The BEA's big number was -6.2 percent, which is the amount the U.S. economy would have declined if it had sustained four quarters identical to the last one. Annualized percentage rates are a standard convention in finance; even when they describe a period of time other than a full year, economists and bankers prefer knowing that all percentage rates express annual projections.
GDP is calculated by adding four numbers: (1) consumption, (2) gross investment, (3) government spending and (4) net exports.
- Consumption means short-term goods and services purchased by private consumers. Examples include rent, food, subway fares and entertainment.
- Gross investment is the amount private companies and people spent to purchase goods and services intended for long-term usage. Examples include new homes and factories.
- Government spending includes all expenditures by all levels of public agencies on both goods (i.e. procuring equipment) and services (salaries).
- Net exports: The difference between the total value of all goods and services exported from the United States and those imported from abroad. If the next exports number is negative (as it has been since 1982), the United States is said to be running a trade deficit; the opposite is a trade surplus.
In the chart above, the four components may not appear to have changed much, yet the represent the overall picture as the country sank into a devastating recession. But to an economist, the chart paints a terrifying picture, because growth has powered the economy — and this is a picture of no growth.
Even the modest dips in this graph represents billions of dollars of lost sales. In these difficult economic times, consumers cut spending in a wide range of categories, moving, for example, from premium food brands to generics. This is reflected in the falling share of personal consumption in overall GDP:
Personal consumption as percentage of GDP
While this movement represents a drop of less than 2 percent, it's 2 percent of a very, very large number (somewhere around $11 trillion).
Economists do not anticipate that this quarter, the first of 2009, will be much better:
according to MarketWatch, the consensus is for an annualized decline of 4.8 percent, which would be the first time since World War II that the American economy experienced back-to-back falls greater than 4 percent.
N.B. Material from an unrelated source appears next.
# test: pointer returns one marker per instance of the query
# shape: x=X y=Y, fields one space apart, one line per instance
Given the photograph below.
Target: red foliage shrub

The one positive trend was in the final number — the difference between exports and imports. Because American demand for foreign products fell faster than international demand for American products, the balance of trade, which had lingered at a deficit of around $600 billion dollars, improved by over 40 percent in the past two years.
Net exports
Although an increase in several hundred billion dollars would look small on the first graph, such movements may begin to slow the decline. That's particularly likely if the dollar continues to fall in relation to foreign currencies. A weaker dollar makes American goods more affordable to overseas customers.